Proof of Claim. Note that $f_t^{-1}(\mathbf{y})$ sends the initial point $\mathbf{y}$ at time $0$ along the vector field $v_t$ up to time $t$. Consequently, $f_t^{-1}$ is a flow with the corresponding vector field $v_t$, i.e.,
$$\frac{\partial}{\partial t} f_t^{-1}(\mathbf{y}) = v_t(f_t^{-1}(\mathbf{y})).$$
Using this observation, by differentiating both sides of the identity $\mathbf{x} = f_t(f_t^{-1}(\mathbf{x}))$ with respect to $t$, we find that the material derivative of $f_t$ is zero:
$$ \frac{\partial f_t}{\partial t} + \frac{\partial f_t}{\partial \mathbf{x}} v_t = 0 $$
Here, $\frac{\partial g}{\partial \mathbf{x}}$ stands for the Jacobian matrix of the multivariable function $g : \mathbb{R}^m \to \mathbb{R}^n$, and all the vectors are regarded as column vectors.
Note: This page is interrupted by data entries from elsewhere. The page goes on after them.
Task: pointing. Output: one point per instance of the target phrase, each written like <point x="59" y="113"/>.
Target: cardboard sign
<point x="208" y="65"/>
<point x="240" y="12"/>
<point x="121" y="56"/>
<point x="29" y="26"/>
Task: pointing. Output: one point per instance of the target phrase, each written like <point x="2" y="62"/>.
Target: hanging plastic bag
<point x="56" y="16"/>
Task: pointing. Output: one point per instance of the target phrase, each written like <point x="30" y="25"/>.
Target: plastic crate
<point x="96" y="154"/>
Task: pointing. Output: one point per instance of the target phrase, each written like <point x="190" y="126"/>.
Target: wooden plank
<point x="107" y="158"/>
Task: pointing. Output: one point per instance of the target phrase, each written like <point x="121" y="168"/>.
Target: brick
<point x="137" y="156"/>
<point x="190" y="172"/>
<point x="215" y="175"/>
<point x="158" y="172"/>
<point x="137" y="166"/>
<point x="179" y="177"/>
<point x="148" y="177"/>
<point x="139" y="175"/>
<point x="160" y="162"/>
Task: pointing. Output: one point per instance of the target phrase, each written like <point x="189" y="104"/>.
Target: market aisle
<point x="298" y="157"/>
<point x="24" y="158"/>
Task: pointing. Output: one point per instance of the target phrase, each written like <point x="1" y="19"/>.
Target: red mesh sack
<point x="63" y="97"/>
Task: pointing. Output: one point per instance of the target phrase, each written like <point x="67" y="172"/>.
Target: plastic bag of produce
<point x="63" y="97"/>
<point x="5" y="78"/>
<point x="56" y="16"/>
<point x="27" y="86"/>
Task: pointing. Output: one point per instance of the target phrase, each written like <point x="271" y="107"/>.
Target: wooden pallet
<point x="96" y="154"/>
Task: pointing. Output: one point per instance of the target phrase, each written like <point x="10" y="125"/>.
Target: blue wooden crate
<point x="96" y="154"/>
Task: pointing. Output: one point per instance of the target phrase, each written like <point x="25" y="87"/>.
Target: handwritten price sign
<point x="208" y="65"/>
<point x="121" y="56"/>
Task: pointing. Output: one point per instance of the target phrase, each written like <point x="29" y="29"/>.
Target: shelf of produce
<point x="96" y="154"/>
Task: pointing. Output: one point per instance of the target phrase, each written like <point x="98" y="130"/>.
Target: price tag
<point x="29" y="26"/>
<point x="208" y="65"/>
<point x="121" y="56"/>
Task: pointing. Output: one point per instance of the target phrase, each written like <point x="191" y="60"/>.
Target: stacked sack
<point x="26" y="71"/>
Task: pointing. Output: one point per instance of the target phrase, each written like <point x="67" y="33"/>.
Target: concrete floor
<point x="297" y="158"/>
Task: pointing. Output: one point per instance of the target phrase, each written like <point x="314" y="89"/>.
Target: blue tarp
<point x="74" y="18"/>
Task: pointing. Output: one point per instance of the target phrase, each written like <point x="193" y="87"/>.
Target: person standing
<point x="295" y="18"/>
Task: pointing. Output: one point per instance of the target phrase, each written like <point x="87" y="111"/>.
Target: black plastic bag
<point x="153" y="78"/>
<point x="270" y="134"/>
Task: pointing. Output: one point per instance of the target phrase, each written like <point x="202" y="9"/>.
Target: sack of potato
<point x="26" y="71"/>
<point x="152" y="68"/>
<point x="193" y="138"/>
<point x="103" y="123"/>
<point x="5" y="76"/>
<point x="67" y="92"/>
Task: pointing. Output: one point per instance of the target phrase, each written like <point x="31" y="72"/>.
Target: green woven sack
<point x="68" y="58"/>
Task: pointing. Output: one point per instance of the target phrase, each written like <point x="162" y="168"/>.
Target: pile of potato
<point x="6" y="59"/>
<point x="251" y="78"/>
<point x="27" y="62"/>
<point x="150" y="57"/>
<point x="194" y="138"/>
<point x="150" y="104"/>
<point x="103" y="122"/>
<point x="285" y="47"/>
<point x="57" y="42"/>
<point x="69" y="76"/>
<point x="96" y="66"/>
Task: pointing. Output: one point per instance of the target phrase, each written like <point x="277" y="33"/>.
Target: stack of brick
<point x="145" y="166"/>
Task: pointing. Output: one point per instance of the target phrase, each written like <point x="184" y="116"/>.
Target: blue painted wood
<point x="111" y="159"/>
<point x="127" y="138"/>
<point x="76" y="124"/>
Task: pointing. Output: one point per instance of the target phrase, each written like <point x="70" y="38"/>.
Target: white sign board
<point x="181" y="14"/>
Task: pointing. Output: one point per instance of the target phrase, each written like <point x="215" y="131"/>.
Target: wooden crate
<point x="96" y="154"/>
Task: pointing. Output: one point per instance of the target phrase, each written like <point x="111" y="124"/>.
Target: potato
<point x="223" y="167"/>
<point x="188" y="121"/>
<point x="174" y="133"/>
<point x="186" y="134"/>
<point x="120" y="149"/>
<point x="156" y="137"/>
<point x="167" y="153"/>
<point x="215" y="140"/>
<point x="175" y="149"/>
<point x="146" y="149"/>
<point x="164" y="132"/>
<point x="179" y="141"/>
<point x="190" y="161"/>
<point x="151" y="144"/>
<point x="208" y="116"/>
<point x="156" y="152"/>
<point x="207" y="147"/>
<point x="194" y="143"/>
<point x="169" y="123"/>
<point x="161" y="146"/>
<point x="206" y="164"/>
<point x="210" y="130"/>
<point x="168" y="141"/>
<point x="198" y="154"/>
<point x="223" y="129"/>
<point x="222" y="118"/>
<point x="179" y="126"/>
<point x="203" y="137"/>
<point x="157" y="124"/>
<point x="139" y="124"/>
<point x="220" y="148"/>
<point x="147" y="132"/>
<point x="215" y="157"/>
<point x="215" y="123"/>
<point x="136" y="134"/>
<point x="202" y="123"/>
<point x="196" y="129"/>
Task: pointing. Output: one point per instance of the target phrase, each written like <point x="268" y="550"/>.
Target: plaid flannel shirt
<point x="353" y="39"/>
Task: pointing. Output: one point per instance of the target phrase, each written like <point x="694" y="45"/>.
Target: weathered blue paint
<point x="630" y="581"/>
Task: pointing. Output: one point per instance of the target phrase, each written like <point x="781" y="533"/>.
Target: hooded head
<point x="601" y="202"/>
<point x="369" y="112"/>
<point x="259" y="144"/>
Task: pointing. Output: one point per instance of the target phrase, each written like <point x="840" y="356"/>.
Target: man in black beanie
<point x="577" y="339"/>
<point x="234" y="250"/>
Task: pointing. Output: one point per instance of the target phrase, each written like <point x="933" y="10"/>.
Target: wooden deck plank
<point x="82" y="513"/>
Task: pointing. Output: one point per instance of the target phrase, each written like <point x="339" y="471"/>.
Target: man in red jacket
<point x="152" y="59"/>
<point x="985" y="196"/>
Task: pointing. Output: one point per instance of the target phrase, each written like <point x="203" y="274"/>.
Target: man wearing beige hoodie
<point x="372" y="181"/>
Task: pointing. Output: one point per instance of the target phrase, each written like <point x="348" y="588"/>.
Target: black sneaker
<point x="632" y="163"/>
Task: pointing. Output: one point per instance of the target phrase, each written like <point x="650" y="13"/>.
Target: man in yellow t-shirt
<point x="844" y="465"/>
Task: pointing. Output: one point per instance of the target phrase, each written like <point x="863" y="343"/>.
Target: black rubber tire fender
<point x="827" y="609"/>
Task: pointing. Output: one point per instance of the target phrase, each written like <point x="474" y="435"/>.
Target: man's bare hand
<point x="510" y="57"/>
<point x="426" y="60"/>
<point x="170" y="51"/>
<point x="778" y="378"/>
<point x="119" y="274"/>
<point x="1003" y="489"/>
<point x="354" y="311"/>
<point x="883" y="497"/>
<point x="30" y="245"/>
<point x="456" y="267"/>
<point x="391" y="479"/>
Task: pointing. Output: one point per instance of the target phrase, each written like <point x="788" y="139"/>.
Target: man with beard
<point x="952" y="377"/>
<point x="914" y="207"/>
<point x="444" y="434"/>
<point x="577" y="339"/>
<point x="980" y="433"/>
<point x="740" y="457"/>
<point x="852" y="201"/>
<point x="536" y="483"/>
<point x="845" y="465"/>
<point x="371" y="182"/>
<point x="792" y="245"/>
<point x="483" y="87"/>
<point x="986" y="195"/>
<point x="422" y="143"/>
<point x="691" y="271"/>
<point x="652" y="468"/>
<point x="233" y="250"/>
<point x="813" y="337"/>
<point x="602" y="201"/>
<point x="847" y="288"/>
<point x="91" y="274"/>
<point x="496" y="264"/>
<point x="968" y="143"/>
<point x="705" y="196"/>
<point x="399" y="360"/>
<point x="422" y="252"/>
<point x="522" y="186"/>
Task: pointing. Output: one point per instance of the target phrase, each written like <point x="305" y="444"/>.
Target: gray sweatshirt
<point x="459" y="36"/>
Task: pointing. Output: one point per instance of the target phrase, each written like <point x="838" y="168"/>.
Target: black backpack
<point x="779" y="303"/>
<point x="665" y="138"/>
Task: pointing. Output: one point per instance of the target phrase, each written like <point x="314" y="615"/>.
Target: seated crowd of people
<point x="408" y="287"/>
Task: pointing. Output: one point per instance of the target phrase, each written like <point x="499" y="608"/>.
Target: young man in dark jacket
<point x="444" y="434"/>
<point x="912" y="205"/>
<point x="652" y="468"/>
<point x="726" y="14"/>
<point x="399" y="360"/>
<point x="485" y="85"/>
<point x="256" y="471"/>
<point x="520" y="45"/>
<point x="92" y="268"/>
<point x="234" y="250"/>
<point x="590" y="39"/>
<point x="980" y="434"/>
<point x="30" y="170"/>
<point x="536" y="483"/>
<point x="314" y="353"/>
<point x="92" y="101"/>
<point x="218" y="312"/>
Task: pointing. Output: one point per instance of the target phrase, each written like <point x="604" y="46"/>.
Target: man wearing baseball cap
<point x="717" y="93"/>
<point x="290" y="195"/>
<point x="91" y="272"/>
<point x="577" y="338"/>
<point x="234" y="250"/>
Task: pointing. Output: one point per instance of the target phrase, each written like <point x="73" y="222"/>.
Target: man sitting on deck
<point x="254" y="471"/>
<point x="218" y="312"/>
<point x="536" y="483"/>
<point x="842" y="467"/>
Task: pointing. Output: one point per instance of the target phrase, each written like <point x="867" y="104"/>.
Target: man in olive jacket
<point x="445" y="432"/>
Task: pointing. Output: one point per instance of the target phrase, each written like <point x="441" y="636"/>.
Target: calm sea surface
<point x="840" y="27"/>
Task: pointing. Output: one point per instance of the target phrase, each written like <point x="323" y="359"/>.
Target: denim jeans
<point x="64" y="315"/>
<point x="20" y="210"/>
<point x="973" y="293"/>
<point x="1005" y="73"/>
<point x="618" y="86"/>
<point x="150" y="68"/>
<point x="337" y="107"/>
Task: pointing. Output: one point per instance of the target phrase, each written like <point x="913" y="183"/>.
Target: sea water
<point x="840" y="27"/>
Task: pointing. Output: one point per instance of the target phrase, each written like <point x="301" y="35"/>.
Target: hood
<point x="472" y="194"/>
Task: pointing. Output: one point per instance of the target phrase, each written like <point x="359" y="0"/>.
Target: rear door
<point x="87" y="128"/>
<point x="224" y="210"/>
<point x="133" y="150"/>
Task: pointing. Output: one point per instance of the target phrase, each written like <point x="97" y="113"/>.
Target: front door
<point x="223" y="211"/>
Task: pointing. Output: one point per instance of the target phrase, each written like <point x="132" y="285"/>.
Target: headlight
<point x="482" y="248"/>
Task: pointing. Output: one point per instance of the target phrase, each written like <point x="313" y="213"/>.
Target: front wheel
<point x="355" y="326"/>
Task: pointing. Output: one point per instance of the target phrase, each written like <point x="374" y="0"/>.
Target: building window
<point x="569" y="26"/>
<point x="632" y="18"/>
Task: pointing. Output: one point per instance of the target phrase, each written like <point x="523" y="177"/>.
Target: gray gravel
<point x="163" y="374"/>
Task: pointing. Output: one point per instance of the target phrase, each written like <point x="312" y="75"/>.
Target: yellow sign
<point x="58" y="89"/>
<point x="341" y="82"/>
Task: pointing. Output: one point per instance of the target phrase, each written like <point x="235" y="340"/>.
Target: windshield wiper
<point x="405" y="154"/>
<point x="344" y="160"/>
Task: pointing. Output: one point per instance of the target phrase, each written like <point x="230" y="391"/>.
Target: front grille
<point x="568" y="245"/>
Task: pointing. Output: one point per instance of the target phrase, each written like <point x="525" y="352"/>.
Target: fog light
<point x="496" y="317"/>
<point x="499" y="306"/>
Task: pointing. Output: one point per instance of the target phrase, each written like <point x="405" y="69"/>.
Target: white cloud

Combining these altogether,
\begin{align*}
I'(t)
&= 2 \mathbb{E}\left[ \left\langle \frac{\partial}{\partial t}(f_t(\mathbf{x}_t)), f_t(\mathbf{x}_t) - \mathbf{z} \right\rangle \right] \\
&= 2 \mathbb{E}\left[ \left\langle \frac{\partial f_t}{\partial t}(\mathbf{x}_t) + \frac{\partial f_t(\mathbf{x}_t)}{\partial \mathbf{x}_t} \dot{\mathbf{x}}_t, f_t(\mathbf{x}_t) - z \right\rangle \right] \\
&= 2 \mathbb{E}\left[ \left\langle \frac{\partial f_t(\mathbf{x}_t)}{\partial \mathbf{x}_t} \left( \dot{\mathbf{x}}_t - v_t(\mathbf{x}_t) \right), f_t(\mathbf{x}_t) - z \right\rangle \right] \\
&= 2 \dot{\sigma}_t \mathbb{E}\left[ \left\langle \frac{\partial f_t(\mathbf{x}_t)}{\partial \mathbf{x}_t} \left( \mathbf{z} - \mathbb{E}[\mathbf{z} \mid \mathbf{x}_t] \right), f_t(\mathbf{x}_t) - z \right\rangle \right]
\end{align*}
Now let $\mathbf{w}_t = \mathbf{z} - \mathbb{E}[\mathbf{z} \mid \mathbf{x}_t] $. Then $\mathbb{E}[\mathbf{w}_t \mid \mathbf{x}_t] = 0$, hence $\mathbb{E}[ \langle \mathbf{w}_t, g(\mathbf{x}_t) \rangle ] = 0$ for essentially any function $g : \mathbb{R}^d \to \mathbb{R}^d$. Using this, we can further simplify the last line as:
\begin{align*}
I'(t)
&= - 2 \dot{\sigma}_t \mathbb{E}\left[ \left\langle \frac{\partial f_t(\mathbf{x}_t)}{\partial \mathbf{x}_t} \mathbf{w}_t, \mathbf{z} \right\rangle \right] \\
&= - 2 \dot{\sigma}_t \mathbb{E}\left[ \left\langle \frac{\partial f_t(\mathbf{x}_t)}{\partial \mathbf{x}_t} \mathbf{w}_t, \mathbf{w}_t \right\rangle \right]
\end{align*}
Now, when $t = 0$,
$f_0$ is the identity function, hence its Jacobian is the identity matrix: $\frac{\partial f_0}{\partial \mathbf{x}} = \mathbf{I}$.
$\mathbf{w}_0 = \mathbf{z} - \mathbb{E}[\mathbf{z} \mid x_0 = x] = \mathbf{z}$, where the last equality follows from the independence between $\mathbf{z}$ and $\mathbf{x}$.
Consequently,
$$ I'(0) = -2\dot{\sigma}_0 \mathbb{E}[\|\mathbf{z}\|^2] = -2\dot{\sigma}_0 d, $$
and the conclusion follows from the continuity of $I'(t)$.